En quelques heures, deux hommes s’identifiant comme étant de la CIA américaine se sont présentés et ont demandé à parler à la famille. Et après plus d’une journée d’attente, les autorités aéroportuaires ont accepté de laisser la famille se rendre aux Pays-Bas comme prévu. Ahn a acheté un autre ensemble de billets aller-retour.

Une équipe de Cheollima, dont un avocat spécialisé dans les asiles politiques, a attendu à l’aéroport d’Amsterdam, mais la famille n’est jamais sortie de la douane. Hong a dit à Ahn qu’il croyait que la CIA avait été interdite et les avait emmenés dans un lieu inconnu.

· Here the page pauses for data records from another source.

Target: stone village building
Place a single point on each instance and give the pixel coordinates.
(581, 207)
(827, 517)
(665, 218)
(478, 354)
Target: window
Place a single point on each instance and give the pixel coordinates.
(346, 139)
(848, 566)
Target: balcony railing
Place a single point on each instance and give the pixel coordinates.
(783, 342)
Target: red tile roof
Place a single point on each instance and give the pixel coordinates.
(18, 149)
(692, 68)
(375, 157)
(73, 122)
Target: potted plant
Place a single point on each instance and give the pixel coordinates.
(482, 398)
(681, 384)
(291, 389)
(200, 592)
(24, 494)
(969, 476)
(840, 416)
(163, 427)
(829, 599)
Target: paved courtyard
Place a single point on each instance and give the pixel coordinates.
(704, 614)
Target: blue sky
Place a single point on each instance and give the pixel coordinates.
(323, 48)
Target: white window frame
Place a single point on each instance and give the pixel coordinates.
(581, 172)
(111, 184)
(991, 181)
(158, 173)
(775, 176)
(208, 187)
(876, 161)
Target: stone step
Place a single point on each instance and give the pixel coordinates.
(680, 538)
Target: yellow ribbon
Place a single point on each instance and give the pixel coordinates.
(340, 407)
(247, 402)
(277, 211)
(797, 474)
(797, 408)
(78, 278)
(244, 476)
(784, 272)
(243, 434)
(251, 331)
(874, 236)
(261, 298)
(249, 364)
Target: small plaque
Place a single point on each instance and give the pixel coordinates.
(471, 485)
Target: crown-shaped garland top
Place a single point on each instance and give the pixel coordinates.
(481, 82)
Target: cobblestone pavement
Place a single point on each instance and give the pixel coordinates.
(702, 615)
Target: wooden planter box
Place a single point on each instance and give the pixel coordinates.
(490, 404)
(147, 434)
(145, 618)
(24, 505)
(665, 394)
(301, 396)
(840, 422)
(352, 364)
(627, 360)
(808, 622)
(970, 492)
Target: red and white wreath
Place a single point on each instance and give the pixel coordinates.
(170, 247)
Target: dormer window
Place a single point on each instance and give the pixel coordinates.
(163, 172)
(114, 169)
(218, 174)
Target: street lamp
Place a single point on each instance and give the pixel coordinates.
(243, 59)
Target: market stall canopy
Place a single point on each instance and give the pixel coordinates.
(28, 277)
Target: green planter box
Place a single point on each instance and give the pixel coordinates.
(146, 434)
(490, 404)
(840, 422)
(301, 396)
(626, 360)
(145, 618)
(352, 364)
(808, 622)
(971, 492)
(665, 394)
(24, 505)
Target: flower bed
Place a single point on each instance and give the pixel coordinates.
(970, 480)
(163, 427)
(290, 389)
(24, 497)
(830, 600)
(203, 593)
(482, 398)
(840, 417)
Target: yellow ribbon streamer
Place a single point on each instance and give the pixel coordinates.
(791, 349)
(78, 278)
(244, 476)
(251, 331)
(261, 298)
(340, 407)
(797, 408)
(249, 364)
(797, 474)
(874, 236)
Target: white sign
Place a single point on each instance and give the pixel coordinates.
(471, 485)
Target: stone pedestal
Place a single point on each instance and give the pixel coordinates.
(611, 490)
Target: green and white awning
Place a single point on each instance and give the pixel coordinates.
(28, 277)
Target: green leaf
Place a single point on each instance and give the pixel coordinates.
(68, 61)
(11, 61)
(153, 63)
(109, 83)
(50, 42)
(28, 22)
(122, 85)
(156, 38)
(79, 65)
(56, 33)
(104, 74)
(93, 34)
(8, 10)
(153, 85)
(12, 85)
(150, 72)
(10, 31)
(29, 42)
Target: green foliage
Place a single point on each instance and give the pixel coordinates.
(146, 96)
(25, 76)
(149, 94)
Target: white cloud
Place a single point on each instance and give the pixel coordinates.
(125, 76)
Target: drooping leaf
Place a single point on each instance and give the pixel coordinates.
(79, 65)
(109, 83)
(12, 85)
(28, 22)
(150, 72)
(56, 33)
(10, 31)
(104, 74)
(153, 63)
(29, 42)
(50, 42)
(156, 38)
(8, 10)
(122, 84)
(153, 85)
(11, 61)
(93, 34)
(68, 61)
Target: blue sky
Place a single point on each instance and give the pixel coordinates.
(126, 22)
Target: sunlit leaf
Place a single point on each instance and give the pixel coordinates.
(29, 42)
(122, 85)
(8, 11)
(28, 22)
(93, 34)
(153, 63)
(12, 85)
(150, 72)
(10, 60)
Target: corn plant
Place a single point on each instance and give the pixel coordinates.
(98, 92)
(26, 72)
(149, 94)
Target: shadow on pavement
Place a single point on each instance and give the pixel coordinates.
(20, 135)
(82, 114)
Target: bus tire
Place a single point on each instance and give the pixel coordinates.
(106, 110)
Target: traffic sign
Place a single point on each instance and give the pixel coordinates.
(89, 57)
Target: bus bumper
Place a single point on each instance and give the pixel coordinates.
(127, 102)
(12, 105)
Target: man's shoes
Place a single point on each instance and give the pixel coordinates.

La mission a ravi Ahn et il a estimé qu’elle reflétait les intentions compatissantes de Cheollima. Malgré l’apparence mystérieuse du site Web de Cheollima, qui comprenait des chiffres tels que «Golden Bell Forsythia 764099 383642 708027 021412 345034», Ahn a déclaré que la plupart des membres qu’il a rencontrés étaient des «yuppies» faisant de leur mieux pour aider les gens.

«Ce sont de bons enfants qui ont écouté leurs parents, ont obtenu de bonnes notes, de bons emplois et ont suivi les règles», a-t-il déclaré. «Ce sont des gens qui croient que les individus peuvent se rassembler et faire une différence dans le monde… Ce n’est pas de l’idéalisme, c’est réel.»

Hong est apparu comme le leader réticent, idéaliste et motivé mais accablé par tout ce qu’il avait pris, a déclaré Ahn.

«Adrian en était épuisé», a déclaré Ahn. «Il en était cassé, mais il avait le sentiment que s’il ne le faisait pas, personne d’autre ne le ferait.»

Philip Cheung pour BuzzFeed News

Ahn pose pour un portrait au Lafayette Park de Los Angeles.

En février 2019 un message est apparu sur Ahn’s Signal. Il y avait une mission en Espagne: était-il prêt pour ça?

Depuis Taipei, Ahn avait fait de petites missions ici ou là, mais rien de majeur. Il a refusé de divulguer des détails, mais a déclaré que cela impliquait d’aider à calmer les craintes des transfuges potentiels en Europe. Il a d’abord refusé la nouvelle opération, mais a décidé à la dernière minute qu’il pourrait épargner un week-end de trois jours.

Il a atterri à Madrid le 22 février sans la moindre idée de la nature de cette mission. Il n’a même pas noté à quel point ce moment était sensible: Donald Trump n’était qu’à cinq jours d’une rencontre avec le dirigeant nord-coréen Kim Jong Un au Vietnam.

Ahn a rencontré des membres de Cheollima dans un Airbnb. Il a pris une douche et un sandwich avant de recevoir un briefing complet de Hong, qui dirigeait personnellement la mission.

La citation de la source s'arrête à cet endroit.